The name might be slightly different, but the food is mostly the same.
“I didn’t realize how much I actually missed their Cubans until I just had one,” Susan Venning said on her first visit to the new Norma’s.
Keeping the familial atmosphere and familiar tastes was one of the main priorities in opening the shop, Mesquita said. It was all about
keeping the tradition established by Haywood and her family alive.
“We wanted to keep the Norma’s name and the recipes,” Mesquita said. “Candy has been extremely nice and blessed us and this idea. We wouldn’t be here if it wasn’t for her teaching us in the kitchen.”
The first month has been more successful than either Mesquita or Snapp thought it’d be. They still haven’t had their grand opening, which is slated to happen in January. The family got to work on the shop, located on Collins Street in Plant City’s Historic Downtown district, in August, while Mesquita was preparing for his wedding. He got back from his honeymoon just days before the soft opening.

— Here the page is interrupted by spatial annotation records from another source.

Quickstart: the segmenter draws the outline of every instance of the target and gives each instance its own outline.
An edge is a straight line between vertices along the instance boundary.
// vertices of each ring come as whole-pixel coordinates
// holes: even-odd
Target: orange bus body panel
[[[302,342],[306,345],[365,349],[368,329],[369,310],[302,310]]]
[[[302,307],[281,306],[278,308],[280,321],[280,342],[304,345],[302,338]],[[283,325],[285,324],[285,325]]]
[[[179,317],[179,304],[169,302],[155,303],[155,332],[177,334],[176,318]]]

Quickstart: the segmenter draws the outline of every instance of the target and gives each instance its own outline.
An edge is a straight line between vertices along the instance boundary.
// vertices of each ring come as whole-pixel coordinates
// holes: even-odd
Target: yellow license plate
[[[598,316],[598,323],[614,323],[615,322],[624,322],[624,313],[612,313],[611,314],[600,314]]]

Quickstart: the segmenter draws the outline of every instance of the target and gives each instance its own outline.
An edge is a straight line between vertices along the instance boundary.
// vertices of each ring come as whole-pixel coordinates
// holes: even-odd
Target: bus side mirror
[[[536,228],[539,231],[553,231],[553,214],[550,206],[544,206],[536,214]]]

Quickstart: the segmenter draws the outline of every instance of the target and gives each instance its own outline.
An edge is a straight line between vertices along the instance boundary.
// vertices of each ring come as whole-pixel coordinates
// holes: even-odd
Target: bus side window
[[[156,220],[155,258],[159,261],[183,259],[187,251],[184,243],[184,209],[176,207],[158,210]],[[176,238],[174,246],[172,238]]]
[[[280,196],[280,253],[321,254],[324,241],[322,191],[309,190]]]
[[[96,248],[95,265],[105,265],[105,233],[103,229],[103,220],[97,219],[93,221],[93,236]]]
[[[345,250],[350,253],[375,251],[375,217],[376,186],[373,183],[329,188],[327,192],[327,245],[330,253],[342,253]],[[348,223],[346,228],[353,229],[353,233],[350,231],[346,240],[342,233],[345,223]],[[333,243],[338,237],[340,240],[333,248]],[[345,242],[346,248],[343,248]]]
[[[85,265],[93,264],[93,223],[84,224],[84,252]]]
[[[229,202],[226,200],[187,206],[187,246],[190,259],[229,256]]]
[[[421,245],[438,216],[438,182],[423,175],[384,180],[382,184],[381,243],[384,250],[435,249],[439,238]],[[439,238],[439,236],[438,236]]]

“It’s not what we expected in the first month,” Mesquita said. “We’ve had very good customers and a lot of loyal customers from the old shop.”
In July, Mesquita was working a corporate job for Florida Power & Light in West Palm Beach. The 27-year-old University of Central Florida graduate had been with the company for a few years. He flirted with entrepreneurship through a now-defunct apparel company he had on the side, but wanted something of his own. Snapp wanted to keep his love for a good Cuban alive and decided to help his soon-to-be son-in-law achieve a goal. Within a month, Mesquita had quit his job, moved to Plant City and enlisted the help of Nassar, a chef friend he knew from high school.
For Snapp, a good Cuban is more than a sandwich. It’s home. It’s family.
“Ever since I was a kid, my father made a big deal out of a genuine Cuban Sandwich and how wonderful that was.”
Trips with his father into Tampa for the kind of authentic Cuban he says you can only find in the Bay Area grew into trips to Norma’s, where his own children grew up eating Cubans at the counter.
“It’s about the connection to our hometown,” he said. “The familial connection.”
The downtown location puts the shop, which has so much of
Snapp’s heart in it, into the heart of Plant City’s burgeoning downtown core. The decor has changed, as well as a few modern updates like online ordering and accepting debit and credit transactions, but the food and the feelings, Snapp hopes, have remained the same.
“This is a testament of love for two things: the traditional Tampa Cuban Sandwich and that people of Plant City have a love for their local eateries,” Snapp said. “Being able to come home and just be home and get that taste of home, that’s the reward, to be able to get that in my home town. It’s comforting to look across the table or bar and see someone who’s a regular and smile or chat. That’s what it’s all about."